Breaking news, software development is problem solving.
Yes, hardly news. The truth is everything is problem solving. Life is problem solving.
But applying yourself to finding a solution – that’s where success lies.
Cranmore developer Ryan Morrison seems to have this figured out early on.
Speaking to us for Source Code he explains he was inspired, like many developers, by the book Clean Code. He paraphrases a section were author ‘Uncle Bob’ (Robert C. Martin) talks about writing a new function.
“Just because you’ve done something, that doesn’t mean it’s finished,” Ryan says. “It’s when you come back and look at it again, that’s when you find a better perspective.”
The idea has more than just stuck with him. It has permeated his entire outlook.
Ryan joined Cranmore as a placement student after a recommendation from his friend Stuart Collinson.
“I liked what he said about the tech being used and how friendly and social it was,” he says.
“I was excited to get the offer to come back fulltime and I was very eager to do it.”
But Ryan wasn’t a born programmer. He didn’t spend his youth building PCs or playing video games. Computer classes were “boring”, he says, all Excel and point and click.

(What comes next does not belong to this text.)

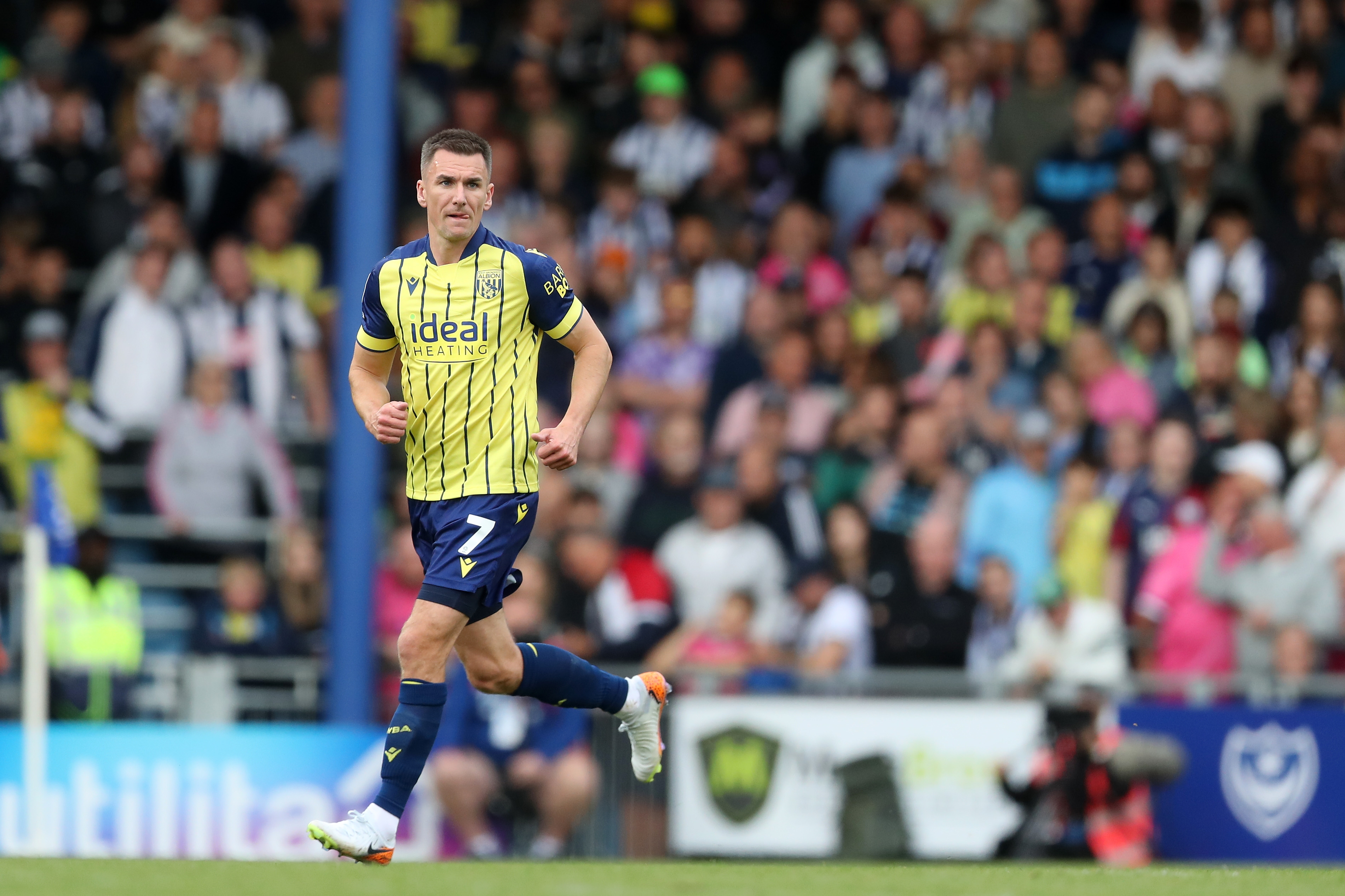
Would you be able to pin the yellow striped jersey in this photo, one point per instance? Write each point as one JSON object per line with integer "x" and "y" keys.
{"x": 468, "y": 336}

Some use very clean code, and you’ll see it and think, ‘oh, that’s nice. I’ll use that’,
Ryan Morrison
He was swayed instead by a careers talk. A school alumnus, now developer, rocks up and tells Ryan’s GCSE classmates that just a few years after uni she is about to buy a house.
“That was enough for me,” Ryan laughs.
And while an accomplished full stack developer, Ryan says he’s still learning new perspectives from his colleagues.
“People have different styles,” he says. “Some use very clean code, and you’ll see it and think, ‘oh, that’s nice. I’ll use that’,” and picks out the approaches of Cameron Stevenson and Pedro Figueiredo as two examples.
And this is Ryan; never done even when he’s finished. Always looking for another perspective.
Instead of computer games, he plays Sudoku. He loves crosswords and jigsaws.
“I play a lot of solitaire,” he says, explaining his downtime is ‘brain-training’ games.
He hikes, he swims, he goes to the gym. “Anything that gets me outside,” he says, and tells us about plans to climb Kilimanjaro.
He only started running a few years ago and now runs half marathons for fun.
All great, but there’s a problem.
“I’m really injury prone,” he says. “I’ve had to reimagine how I’m training. I don’t pick a few exercises and think ‘right, that’s how you do it’. Instead, I think about how I’m feeling and change the programme to suit me so I don’t get injured.”
And like a problem to be solved, he’s applying himself to it, looking for that new perspective. And he’ll succeed.
Because that’s what happens when Bob’s your uncle.